The Mars Sample Return, a joint mission of NASA and ESA, is one of the most ambitious space missions ever conceived: bringing a piece of another planet home to Earth.
To get the samples off the Red Planet, U.S. and European engineers are developing a complex system that throws a rocket into the air just prior to its ignition over the Martian surface.
The challenge: In February 2021, NASA’s Perseverance rover landed on Mars.

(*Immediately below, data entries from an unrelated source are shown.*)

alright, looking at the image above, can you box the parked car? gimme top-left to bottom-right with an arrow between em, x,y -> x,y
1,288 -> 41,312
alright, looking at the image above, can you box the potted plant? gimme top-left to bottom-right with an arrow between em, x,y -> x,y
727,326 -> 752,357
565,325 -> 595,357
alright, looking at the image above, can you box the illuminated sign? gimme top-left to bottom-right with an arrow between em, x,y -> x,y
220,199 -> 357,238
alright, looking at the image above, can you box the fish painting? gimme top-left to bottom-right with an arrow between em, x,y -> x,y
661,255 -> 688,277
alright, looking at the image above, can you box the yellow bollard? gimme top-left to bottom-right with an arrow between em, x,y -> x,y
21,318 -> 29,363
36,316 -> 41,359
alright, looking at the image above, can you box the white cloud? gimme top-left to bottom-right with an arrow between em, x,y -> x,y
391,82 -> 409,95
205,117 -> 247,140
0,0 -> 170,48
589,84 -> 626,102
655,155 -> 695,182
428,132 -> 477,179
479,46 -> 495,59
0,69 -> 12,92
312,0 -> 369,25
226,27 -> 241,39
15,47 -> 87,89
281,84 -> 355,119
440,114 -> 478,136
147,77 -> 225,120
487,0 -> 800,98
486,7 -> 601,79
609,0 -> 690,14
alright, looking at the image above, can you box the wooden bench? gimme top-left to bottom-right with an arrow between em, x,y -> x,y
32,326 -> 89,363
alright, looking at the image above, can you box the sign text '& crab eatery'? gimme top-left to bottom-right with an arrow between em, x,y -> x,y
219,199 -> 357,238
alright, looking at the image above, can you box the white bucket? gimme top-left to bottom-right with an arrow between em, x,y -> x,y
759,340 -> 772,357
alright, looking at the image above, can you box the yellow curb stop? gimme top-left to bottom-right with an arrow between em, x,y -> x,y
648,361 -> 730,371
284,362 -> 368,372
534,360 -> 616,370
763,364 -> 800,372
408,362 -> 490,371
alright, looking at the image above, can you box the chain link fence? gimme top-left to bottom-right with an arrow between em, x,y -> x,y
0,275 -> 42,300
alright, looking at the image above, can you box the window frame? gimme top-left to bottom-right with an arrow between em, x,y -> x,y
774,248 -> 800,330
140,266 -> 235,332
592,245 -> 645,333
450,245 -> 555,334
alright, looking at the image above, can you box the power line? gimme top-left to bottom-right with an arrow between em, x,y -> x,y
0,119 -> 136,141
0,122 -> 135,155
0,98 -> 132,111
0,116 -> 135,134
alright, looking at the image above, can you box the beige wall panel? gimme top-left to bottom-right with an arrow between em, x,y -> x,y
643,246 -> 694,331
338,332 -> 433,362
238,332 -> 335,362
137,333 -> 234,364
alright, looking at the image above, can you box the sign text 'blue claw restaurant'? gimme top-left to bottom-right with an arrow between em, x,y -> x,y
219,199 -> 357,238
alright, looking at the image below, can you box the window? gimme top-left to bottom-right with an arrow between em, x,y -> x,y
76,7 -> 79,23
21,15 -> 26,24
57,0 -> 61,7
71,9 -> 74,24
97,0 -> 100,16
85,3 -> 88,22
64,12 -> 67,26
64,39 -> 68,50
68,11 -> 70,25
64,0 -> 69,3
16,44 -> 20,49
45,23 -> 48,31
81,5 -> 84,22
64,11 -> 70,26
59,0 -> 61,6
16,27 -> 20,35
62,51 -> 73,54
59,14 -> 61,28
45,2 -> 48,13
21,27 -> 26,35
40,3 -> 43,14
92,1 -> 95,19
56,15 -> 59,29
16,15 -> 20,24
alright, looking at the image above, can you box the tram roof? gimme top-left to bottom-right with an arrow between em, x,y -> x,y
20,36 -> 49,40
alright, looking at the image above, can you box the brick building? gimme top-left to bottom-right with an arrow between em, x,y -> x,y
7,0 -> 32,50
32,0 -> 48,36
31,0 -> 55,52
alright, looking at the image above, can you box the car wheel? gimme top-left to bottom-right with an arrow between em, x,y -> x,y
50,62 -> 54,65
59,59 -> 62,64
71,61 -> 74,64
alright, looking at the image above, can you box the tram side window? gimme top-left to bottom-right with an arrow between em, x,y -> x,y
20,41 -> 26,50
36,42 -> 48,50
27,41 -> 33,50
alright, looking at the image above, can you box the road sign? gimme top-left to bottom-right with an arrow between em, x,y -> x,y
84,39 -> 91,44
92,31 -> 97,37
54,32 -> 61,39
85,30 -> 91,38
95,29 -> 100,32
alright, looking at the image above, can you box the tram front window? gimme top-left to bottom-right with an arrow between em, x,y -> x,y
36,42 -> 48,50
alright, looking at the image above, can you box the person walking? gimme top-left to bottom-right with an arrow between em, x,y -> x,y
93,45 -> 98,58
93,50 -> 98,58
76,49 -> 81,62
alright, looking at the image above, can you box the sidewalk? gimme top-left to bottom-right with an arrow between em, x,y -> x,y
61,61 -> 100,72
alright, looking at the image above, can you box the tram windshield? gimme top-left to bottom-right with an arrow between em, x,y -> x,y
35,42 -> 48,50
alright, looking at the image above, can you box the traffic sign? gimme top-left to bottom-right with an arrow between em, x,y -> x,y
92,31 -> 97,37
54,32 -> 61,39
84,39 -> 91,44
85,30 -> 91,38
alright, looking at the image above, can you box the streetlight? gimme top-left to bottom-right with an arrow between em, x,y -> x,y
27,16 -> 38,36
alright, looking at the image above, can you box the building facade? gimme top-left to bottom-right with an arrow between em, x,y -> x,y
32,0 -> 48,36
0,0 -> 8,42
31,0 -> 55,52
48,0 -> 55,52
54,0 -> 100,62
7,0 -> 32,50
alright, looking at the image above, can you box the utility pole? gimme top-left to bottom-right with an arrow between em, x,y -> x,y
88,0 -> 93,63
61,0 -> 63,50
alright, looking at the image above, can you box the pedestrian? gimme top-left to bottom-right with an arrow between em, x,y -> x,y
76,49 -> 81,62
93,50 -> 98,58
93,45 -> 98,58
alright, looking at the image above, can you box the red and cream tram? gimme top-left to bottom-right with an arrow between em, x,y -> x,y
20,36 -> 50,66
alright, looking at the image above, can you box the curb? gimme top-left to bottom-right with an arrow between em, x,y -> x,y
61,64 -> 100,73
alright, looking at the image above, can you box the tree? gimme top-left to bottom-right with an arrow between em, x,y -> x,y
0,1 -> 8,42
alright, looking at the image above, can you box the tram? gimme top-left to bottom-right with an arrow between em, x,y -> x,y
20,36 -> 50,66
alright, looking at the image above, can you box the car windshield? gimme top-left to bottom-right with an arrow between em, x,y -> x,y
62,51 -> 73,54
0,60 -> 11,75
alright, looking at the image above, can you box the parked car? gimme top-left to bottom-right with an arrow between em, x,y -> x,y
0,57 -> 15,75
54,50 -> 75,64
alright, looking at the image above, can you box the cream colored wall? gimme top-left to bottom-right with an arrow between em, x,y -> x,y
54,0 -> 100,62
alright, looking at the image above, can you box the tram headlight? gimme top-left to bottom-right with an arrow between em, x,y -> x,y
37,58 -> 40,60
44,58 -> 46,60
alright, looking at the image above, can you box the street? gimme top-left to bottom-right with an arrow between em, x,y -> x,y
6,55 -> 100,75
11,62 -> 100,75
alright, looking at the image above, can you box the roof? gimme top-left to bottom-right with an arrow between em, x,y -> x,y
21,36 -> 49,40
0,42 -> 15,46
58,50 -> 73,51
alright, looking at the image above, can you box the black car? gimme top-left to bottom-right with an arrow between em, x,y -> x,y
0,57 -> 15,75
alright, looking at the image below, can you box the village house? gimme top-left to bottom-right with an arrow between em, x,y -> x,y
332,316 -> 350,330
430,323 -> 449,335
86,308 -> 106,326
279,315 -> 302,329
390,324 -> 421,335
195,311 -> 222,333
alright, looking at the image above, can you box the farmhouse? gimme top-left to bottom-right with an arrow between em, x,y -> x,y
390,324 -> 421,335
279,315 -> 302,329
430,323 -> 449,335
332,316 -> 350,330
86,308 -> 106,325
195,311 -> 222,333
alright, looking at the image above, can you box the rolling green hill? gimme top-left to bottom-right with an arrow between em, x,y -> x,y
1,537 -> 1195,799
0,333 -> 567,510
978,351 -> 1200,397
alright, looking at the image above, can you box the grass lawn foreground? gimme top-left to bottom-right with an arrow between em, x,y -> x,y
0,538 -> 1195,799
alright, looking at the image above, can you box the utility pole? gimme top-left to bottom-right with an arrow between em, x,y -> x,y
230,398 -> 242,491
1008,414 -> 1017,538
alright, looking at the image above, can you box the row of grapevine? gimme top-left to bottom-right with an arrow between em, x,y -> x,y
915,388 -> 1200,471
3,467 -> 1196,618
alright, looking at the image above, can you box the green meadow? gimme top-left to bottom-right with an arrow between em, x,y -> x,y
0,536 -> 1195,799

Seven months later, it collected and stowed its first sample of Martian rock that will eventually be brought off-world.
That’s something no rocket has done before.
Analyzing these Mars rocks will better our understanding of the planet — its climate, geological history, and the possibility that it once hosted life.
Collecting the samples has been hard enough — Percy failed the first time it tried — but getting them back to Earth will be even more complicated, involving two space agencies and four new spacecraft.
Mars Sample Return: The current plan is for NASA to launch a rocket containing a new Mars lander in 2026. Inside the lander will be a small rocket developed by NASA (the Mars Ascent Vehicle, or MAV) and a rover developed by ESA (the Sample Fetch Rover).
Once the lander touches down on Mars, the rover will roll out and collect the Mars rocks, which Perseverance will have stashed on the Martian surface. It’ll then return the samples to the lander, which will use a robotic arm to place them in the MAV.
The next step in the Mars Sample Return mission is for the MAV to lift off from the Martian surface. That’s something no rocket has done before, and NASA thinks the launch will have a better chance of success if the rocket isn’t taking off directly from the surface.
“Mars’ gravity is one-third that of Earth’s, and the rocket’s weight, combined with its exhaust, could cause the lander to slip or tilt,” NASA explained in a news release, “so engineers have conceived of a system to toss the rocket into the air just before it ignites.”
“The whole process happens in a finger-snap, tossing the rocket at a rate of 16 feet (5 meters) per second,” it continued.
NASA is now developing that tossing system (“Vertically Ejected Controlled Tip-off Release,” or VECTOR) using an 881-pound mock rocket (mocket?).
Engineers have tossed this rocket 23 times so far, with it reaching a height of about 11 feet. They’ve been making adjustments to its mass and center of gravity along the way and plan to toss a larger rocket even higher in 2022.
“We’re on the right path,” Chris Chatellier, the system’s lead engineer, said. “Our analysis and predicted models were very close to what we saw in the tests.”
“The plan is to essentially have the capsule perform a controlled crash.”
Albert Haldemann
The final leg: If the MAV successfully launches, the next step in the Mars Sample Return mission is for it to deliver the samples to the Earth Return Orbiter (ERO), a new Mars orbiter that ESA plans to launch in 2026.
The ERO will then return to Earth — something no Mars orbiter has done before — and basically throw a capsule containing the samples at our planet around 2031.
“The plan is to essentially have the capsule perform a controlled crash,” Albert Haldemann, ESA’s Mars chief engineer, told Science Focus. “So we’ll target the crash site, then have the Earth Return Orbiter release the samples and fly away.”